Eligibility criteria

• Inclusion Criteria:
• • Subject is 18 -75 years old
• • Subject is considered healthy, with no known illnesses
• • Subject can follow fasting requirements
• • Subject can follow bowel prep instructions
• • Subject can provide informed consent
• Exclusion Criteria:
• • Subject is older than 75 years of age
• • Subject with current dysphagia or any swallowing disorder
• • Subject with any current condition believed to have an increased risk of capsule retention such as gastrointestinal strictures, intestinal tumors, bowel obstruction, incomplete colonoscopies or fistula
• • Subject with a diagnosis of gastroparesis or small bowel or large bowel dysmotility
• • Subject with a history of inflammatory bowel disease (IBD), intestinal Crohn's disease, chronic constipation, or rectal bleeding
• • Subject with clinical evidence of renal disease, including clinically significant laboratory abnormalities of renal function within the past 6 months
• • Subject with chronic usage of nonsteroidal anti-inflammatory drugs (NSAIDs)
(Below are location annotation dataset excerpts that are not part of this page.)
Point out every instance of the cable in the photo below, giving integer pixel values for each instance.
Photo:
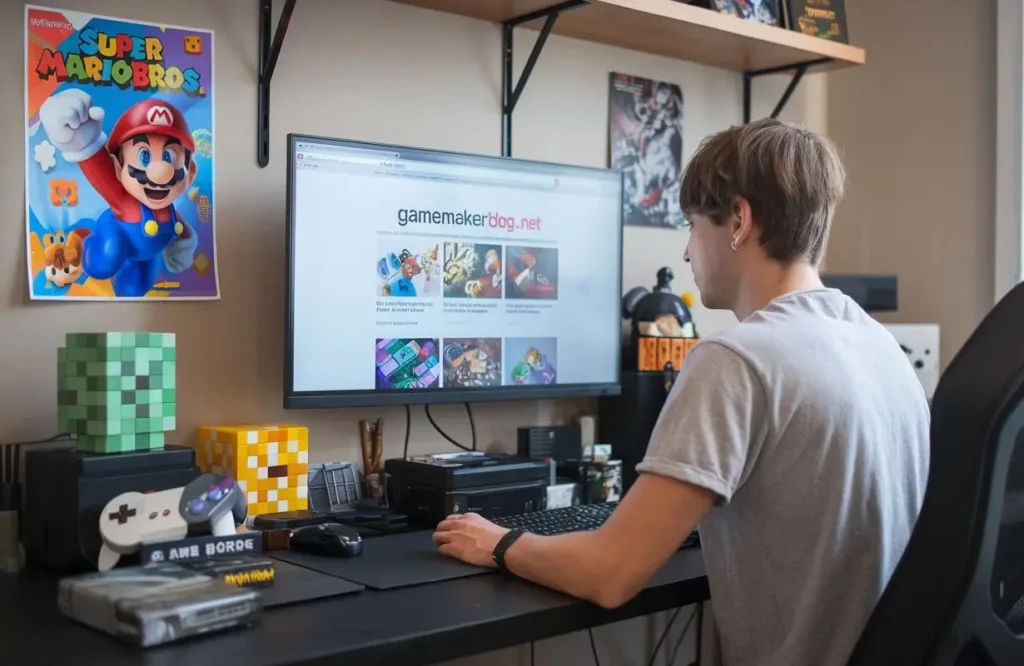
(682, 635)
(409, 427)
(472, 426)
(426, 409)
(665, 634)
(593, 648)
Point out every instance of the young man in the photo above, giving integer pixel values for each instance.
(797, 439)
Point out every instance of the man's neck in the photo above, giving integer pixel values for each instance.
(772, 281)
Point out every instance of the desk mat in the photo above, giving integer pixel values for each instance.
(387, 563)
(296, 584)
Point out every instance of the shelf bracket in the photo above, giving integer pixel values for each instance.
(799, 70)
(269, 51)
(510, 91)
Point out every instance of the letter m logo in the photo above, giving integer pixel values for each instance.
(160, 116)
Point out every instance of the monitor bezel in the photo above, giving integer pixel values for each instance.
(373, 398)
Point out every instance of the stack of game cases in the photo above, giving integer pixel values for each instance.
(116, 391)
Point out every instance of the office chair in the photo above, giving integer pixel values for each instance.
(956, 596)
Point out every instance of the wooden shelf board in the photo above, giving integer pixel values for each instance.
(671, 29)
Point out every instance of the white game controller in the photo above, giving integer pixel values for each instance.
(130, 519)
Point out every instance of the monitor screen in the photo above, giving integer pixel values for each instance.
(421, 276)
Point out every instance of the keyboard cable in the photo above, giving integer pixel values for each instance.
(593, 647)
(409, 428)
(665, 634)
(472, 428)
(698, 612)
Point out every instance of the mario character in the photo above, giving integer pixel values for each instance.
(145, 165)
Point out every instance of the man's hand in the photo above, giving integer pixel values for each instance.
(74, 124)
(468, 537)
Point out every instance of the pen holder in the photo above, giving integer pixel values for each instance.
(10, 547)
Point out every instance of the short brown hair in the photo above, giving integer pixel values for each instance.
(792, 177)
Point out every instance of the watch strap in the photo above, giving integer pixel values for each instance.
(503, 545)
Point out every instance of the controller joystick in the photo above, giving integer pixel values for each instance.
(213, 500)
(130, 519)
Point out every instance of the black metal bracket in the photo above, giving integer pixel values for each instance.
(510, 91)
(799, 70)
(269, 51)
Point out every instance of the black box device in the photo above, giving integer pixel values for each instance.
(66, 490)
(430, 488)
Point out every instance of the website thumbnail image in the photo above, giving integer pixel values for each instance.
(465, 363)
(419, 267)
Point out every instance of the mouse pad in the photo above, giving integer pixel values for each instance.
(296, 584)
(387, 563)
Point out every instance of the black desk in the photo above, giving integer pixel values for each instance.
(404, 626)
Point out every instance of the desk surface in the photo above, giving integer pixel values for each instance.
(438, 621)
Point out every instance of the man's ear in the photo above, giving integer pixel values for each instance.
(742, 221)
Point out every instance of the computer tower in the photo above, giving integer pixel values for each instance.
(627, 420)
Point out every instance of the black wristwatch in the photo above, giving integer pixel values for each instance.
(503, 545)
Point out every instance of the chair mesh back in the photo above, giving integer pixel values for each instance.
(1008, 569)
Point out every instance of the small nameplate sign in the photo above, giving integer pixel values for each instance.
(204, 547)
(823, 18)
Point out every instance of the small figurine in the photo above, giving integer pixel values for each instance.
(659, 313)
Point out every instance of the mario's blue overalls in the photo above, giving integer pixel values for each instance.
(129, 253)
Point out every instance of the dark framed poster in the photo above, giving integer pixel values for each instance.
(822, 18)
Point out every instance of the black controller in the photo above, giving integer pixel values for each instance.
(215, 500)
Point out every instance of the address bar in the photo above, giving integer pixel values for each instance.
(426, 168)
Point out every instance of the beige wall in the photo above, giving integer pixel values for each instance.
(918, 129)
(368, 70)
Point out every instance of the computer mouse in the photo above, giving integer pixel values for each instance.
(328, 539)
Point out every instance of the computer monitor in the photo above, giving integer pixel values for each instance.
(419, 276)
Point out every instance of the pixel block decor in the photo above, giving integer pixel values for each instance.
(116, 390)
(270, 462)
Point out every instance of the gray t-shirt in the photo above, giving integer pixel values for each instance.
(808, 423)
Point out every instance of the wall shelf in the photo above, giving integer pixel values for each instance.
(664, 28)
(669, 28)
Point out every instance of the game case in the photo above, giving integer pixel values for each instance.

• • Subjects with a known contradiction to metoclopramide
• • Subjects with a known contraindication to polyethylene glycol
• • Subject with currently suspected or diagnosed with hematochezia, melena, iron deficiency with or without anemia
• • Subject who has had intestinal surgery in the past
• • Subject with a history of congestive heart failure
• • Subject with Type I or Type II Diabetes
• • Subject has a cardiac pacemaker or other implanted electromedical device.
• • Subject expected to undergo MRI examination within 7 days after ingestion of the capsule.
• • Subject has participated in an investigational drug or device research study within 30 days of enrollment that may interfere with the subject's safety or ability to participate in this study
• • Subject with delayed gastric emptying
• • Subject who is pregnant, suspected pregnant, or is actively breast-feeding.